I know that it probably sounds unlikely, or even impossible, for people to just stop drinking, without A.A. or any support group, because for years A.A. has been telling you that "Nobody can do it alone", but that is the usual way that most people recover from alcoholism. The Harvard Medical School wrote that 80% of those people who successfully quit drinking for a year or more do it alone, without any treatment program.

Now I do have some ideas of things that can help people to break out of their addictions, but those things can only help. None of them will replace a person's fervent desire and determination to change his life for the better, and refusal to be fooled by rationalization, minimization, and denial, and refusal to give in to cravings. Go read The Lizard-Brain Addiction Monster for more on that.
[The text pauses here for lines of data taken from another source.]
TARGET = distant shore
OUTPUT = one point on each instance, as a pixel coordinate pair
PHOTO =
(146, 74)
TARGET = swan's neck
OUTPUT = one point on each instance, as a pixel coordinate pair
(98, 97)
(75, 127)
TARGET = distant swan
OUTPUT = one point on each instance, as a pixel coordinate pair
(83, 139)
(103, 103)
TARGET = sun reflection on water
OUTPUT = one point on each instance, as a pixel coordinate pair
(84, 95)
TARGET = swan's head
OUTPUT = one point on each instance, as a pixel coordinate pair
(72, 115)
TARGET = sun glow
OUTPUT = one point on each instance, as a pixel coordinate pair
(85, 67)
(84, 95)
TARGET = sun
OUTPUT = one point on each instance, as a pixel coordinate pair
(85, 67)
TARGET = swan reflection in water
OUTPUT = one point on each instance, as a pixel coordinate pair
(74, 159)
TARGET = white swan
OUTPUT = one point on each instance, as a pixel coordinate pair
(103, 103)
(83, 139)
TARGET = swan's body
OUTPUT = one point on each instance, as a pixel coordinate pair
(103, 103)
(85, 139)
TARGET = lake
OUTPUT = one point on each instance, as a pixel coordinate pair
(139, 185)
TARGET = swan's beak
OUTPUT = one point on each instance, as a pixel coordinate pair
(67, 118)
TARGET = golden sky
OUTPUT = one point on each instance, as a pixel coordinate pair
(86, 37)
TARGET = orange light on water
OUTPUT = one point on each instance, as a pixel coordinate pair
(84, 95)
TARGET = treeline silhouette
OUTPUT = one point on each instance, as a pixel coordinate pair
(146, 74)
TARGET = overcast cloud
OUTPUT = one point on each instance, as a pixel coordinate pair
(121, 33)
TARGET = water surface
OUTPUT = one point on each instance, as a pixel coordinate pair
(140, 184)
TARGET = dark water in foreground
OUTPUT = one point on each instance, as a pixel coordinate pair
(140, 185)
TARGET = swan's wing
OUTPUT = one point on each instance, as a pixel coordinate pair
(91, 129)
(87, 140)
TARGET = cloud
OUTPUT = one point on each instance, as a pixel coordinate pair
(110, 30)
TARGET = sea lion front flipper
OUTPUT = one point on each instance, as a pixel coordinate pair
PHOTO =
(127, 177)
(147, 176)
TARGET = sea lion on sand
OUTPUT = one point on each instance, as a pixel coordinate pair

Things that can help include:

  • A change of environment and a change of routines, to get away from the places and conditions where a person habitually drank.
  • A spouse and a group of friends who are supportive.
  • A group of other people who are also in recovery — IF they aren't trying to push a dishonest cult religion on newcomers, and IF they aren't just repeating a lot of misinformation. Try SMART, SOS, WFS, MFS, LifeRing, and the LifeRing/Unhooked chat — http://www.unhooked.com/chat/Chat.html
  • True, accurate, and honest information about alcoholism and recovery — not cult religion dogma, or the deluded ravings of a lunatic.
  • Good medical care. Fix what's broken. Heal what is hurt. Improve your diet and take lots of vitamins.
  • Reduce the sources of stress in your life. Also learn how to handle stress better, to deal with those annoyances that you cannot eliminate from your life.

But if you want a panacea, or a guaranteed fix, nope, there isn't one.
In the final analysis, a little more than half of the alcoholics choose to live, and the rest choose to die, so that's what they do, and that's just the way it is. A.A. is irrelevant and ineffective.

Thanks for the letter. Have a good day.